Latest update : 2009-07-09

In this edition: the Web calls for decisive action at G8 summit in Italy; Net users in Honduras testify to the political crisis that is rattling the country; and an American anti-piracy rapper creates an online buzz.


The G8, with its enlarged number of 40 states and organisations, is currently meeting in L’Aquila, in Italy. And many online initiatives are allowing net users to quiz world leaders on topics such as climate change.

The international NGO, Oxfam has set up a Twitter link to let net users express their concerns regarding the future of the world via messages or images.

The ‘World Vision’ organisation has launched a video campaign to call on G8 leaders to respect their commitments in terms of combating hunger in particular. A video which directs viewers to this online petition requesting that heads of state act for the well being of children around the world.

And it was to children that the UN’s Millennium campaign wished to give a voice. Here, Italian school children address their messages to the heads of state assembled in L’Aquila. This little boy states that he will no longer trust them if they go back on their word.

An Italian NGO, campaigning to combat hunger, posted online this interactive game to encourage net users to put pressure on G8 leaders. An initiative supported by many Italian celebrities.

Meanwhile, anti-globalisation demonstrators also rallied and organised a counter-summit. And as these videos, available online testify, several protests degenerated into clashes with police.


‘In Honduras, nothing serious is going on, the situation is stable!’ This is the very ironic message of this video, available on share sites. A message in response to the excessive recourse to force by the country’s authorities against deposed President, Manuel Zelaya’s supporters.


And on the web, videos like this, denouncing the repression by the army and the violence suffered by many citizens are multiplying. Images showing the brutality of clashes between police and protesters.


On his Flickr page, this net user is diffusing photos taken since Zelaya’s deposition on June 28. Images which show the current tension in the streets of the capital, Tegucigalpa.


Others are using social networks Facebook in particular, to encourage mobilisation against what is considered a coup d’etat. Several groups have been created in recent days, requesting President Zelaya’s return.


But the deposed President’s detractors are also as active on the web. These videos of protests organised this week against his return to the country were widely broadcast online. And on the social networks, many net users describe him as a dictator.

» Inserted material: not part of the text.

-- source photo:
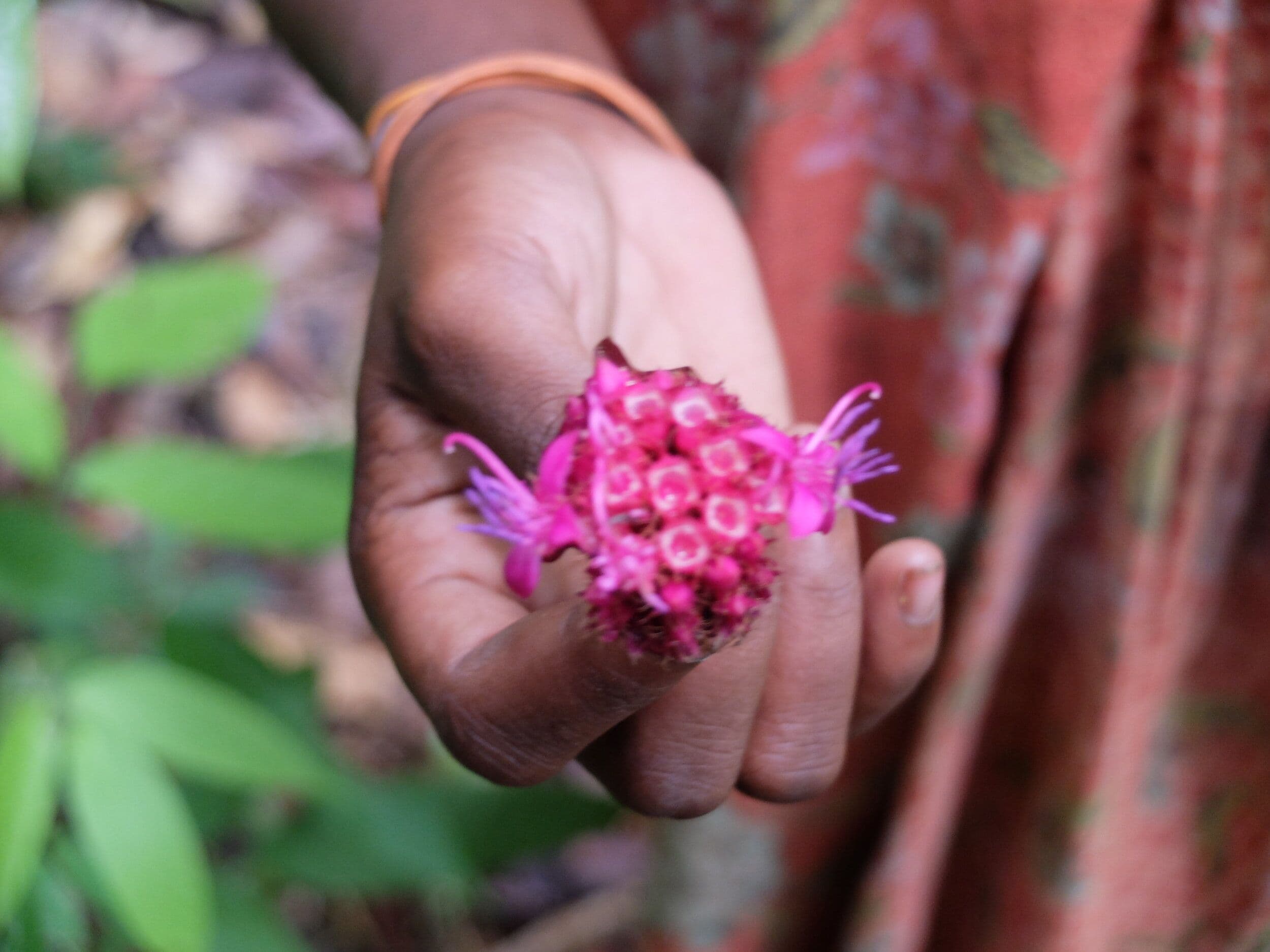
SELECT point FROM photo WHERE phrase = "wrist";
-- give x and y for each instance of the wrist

This US blogger living in Honduras, testifies to the situation in the country. He explains that teachers have been on strike since Zelaya’s deposition. A movement which could spread to other sectors and bring the country to a halt.



Japanese researchers are currently posting Imperial army maps online in order to study deforestation and urban expansion in Asia. These documents, of which the oldest dates back to 1880, offer a detailed land-survey of zones once occupied or colonised by the Empire of the Rising Sun. But given the military nature of the maps, the project has caused a wave of criticism in countries which were once under Japanese rule.




The Tour de France has inspired many writers and this site allows you to discover them with a series of extracts, inviting visitors to consider the relationship between literature and cycling. The site’s creator offers a literary chronology of the Tour, information on doping, a cycling bestiary compiled from the literary works of famous authors and many texts available for download.


In 1992, the American association of software editors broadcast this video in which a rapper called MC DP attempted in vain, to dissuade young people from pirating videos by copying them onto disks. 17 years later, MC DP is back with a new video. And although technology has evolved, the message remains the same: “pirating is a crime that can land you in jail”.